O veganismo periférico é diferente do veganismo de classe média
O veganismo periférico é totalmente diferente do veganismo de classe média, não teria como ser igual e nem próximos
Não existe a possibilidade de falar sobre mudanças de hábitos, veganismo, vegetarianismo, o que seja sem considerar as camadas sociais e as diversas realidades brasileiras.
Virar vegano na periferia é totalmente diferente de uma pessoa que mora num bairro privilegiado com grana. Começa que na quebrada não temos quase nada de opção de produtos industrializados, como hambúrgueres vegetais e leite de caixinha, na nossa região o acesso é bem limitado. Mesmo que tivéssemos opção, a grana é curta e dá só para o básico.
Não ter tantas opções na periferia nos transformou e nos mostrou outra forma de enxergar o veganismo, a alimentação. Agradecemos diariamente por nascer e crescer em uma região periférica e bem afastada do centro privilegiado.
Embora tenham periferias com desertos alimentares, é muito comum encontrar vegetais, legumes, grãos e frutas em diversos lugares, o que torna acessível praticar o veganismo em quase qualquer lugar.
Deixar de consumir produtos de origem animal gera algumas dúvidas, com o que substituir, o que comer, ''será que vou precisar gastar 20 reais numa caixinha de leite vegetal, vou ser obrigado a pagar 25 reais em 4 salsichas de soja?'', entre outras coisas.

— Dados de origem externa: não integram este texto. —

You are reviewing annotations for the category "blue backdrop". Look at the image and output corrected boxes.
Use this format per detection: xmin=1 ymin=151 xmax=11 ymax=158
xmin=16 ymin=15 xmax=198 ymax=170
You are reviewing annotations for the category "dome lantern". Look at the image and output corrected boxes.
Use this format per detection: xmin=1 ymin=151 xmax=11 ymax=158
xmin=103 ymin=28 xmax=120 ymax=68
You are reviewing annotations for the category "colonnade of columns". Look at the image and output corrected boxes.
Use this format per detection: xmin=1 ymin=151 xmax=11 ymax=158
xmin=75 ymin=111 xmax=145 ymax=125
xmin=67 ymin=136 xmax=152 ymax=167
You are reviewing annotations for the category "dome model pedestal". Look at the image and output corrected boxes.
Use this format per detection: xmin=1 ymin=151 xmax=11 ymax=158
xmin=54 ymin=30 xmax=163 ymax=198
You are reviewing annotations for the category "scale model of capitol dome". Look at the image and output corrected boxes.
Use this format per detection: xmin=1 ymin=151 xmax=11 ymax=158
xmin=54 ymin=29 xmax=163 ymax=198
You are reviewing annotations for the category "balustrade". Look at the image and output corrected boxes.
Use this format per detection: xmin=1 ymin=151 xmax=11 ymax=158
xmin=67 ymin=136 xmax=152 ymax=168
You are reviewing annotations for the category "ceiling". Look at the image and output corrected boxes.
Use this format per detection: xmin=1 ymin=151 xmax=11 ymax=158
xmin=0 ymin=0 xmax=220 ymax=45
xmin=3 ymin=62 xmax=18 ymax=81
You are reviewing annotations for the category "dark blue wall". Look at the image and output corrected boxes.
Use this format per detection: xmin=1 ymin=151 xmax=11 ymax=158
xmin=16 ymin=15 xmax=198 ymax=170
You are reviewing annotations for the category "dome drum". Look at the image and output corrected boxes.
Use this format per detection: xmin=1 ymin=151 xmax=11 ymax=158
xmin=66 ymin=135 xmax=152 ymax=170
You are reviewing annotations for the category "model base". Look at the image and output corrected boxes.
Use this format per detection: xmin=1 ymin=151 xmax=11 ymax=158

Essas dúvidas são comuns, e a resposta é que não há necessidade em substituir nada, é só tirar o leite, o ovo, a carne e continuar comendo o que costumamos comer (vegetais), e entender que esses produtos industrializados de origem vegetal são opcionais e ainda muito inacessíveis a maioria da população, principalmente para quem vive em favelas e periferias.
É importante entender isso, a partir daí buscar uma alimentação baseada em vegetais, essencialmente com abundância de arroz e feijão. Uma coisa tem que ficar clara, não precisamos ir pro centro, buscar opções, precisamos olhar para nossa realidade e lidar com ela, se modificar, se arriscar, abrir a mente e agir.
Ser vegano na periferia faz com que a gente cozinhe mais, desenvolva uns preparos, justamente por conta da falta de acesso e grana. Preparar em casa pastas, queijos, hambúrgueres, leites vegetais, fica muito mais barato e não é tão demorado quanto preparar rangos tradicionais.
Foi nos arriscando que descobrimos isso, do contrário estaríamos aqui criticando o veganismo, chamando de elitista, excludente e consumindo pedaços e derivados de animais inocentes (o que não queríamos e não queremos).
Não precisamos buscar receitas com centenas de ingredientes, muito específicos, com ingredientes básicos e sem muita firula é possível fazer diversos preparos rápidos e sem gastar muito.
Por exemplo, costumamos fazer leite vegetal em casa, e não fazemos leite de castanha, de avelã, de amêndoas, geralmente fazemos leite de amendoim, de aveia, utilizamos alimentos que estão ao nosso alcance e seguimos.
Preparos como pães, bolos, tortas, podem ser feitos de maneira muito simples, com ingredientes encontrados em qualquer lugar. Fuja das receitas muito elaboradas, a não ser que tenha tempo, uma grana sobrando e queira fazer algo mais especial.
De modo geral, ser vegano na periferia não é nada impossível, nunca tivemos grandes dificuldades, e contamos com a sorte de ter uma horta comunitária há 1 km de casa (verifique se na sua região tem uma horta comunitária).
Claro que não dá para negar que é bem mais difícil comparado com a mordomia que muitas pessoas de classe média tem, como dinheiro para comprar produtos, muitas vezes funcionários trabalhando em casa ajudando na cozinha e até mesmo tempo para pesquisar, estudar, e se aprofundar.
Se tornar vegano na quebrada é diferente, não só por conta da questão alimentar, mas também do convívio social, as questões culturais, as confraternizações, tudo é muito diferente. Porém, vivemos um veganismo real, popular, pés no chão e menos superficial.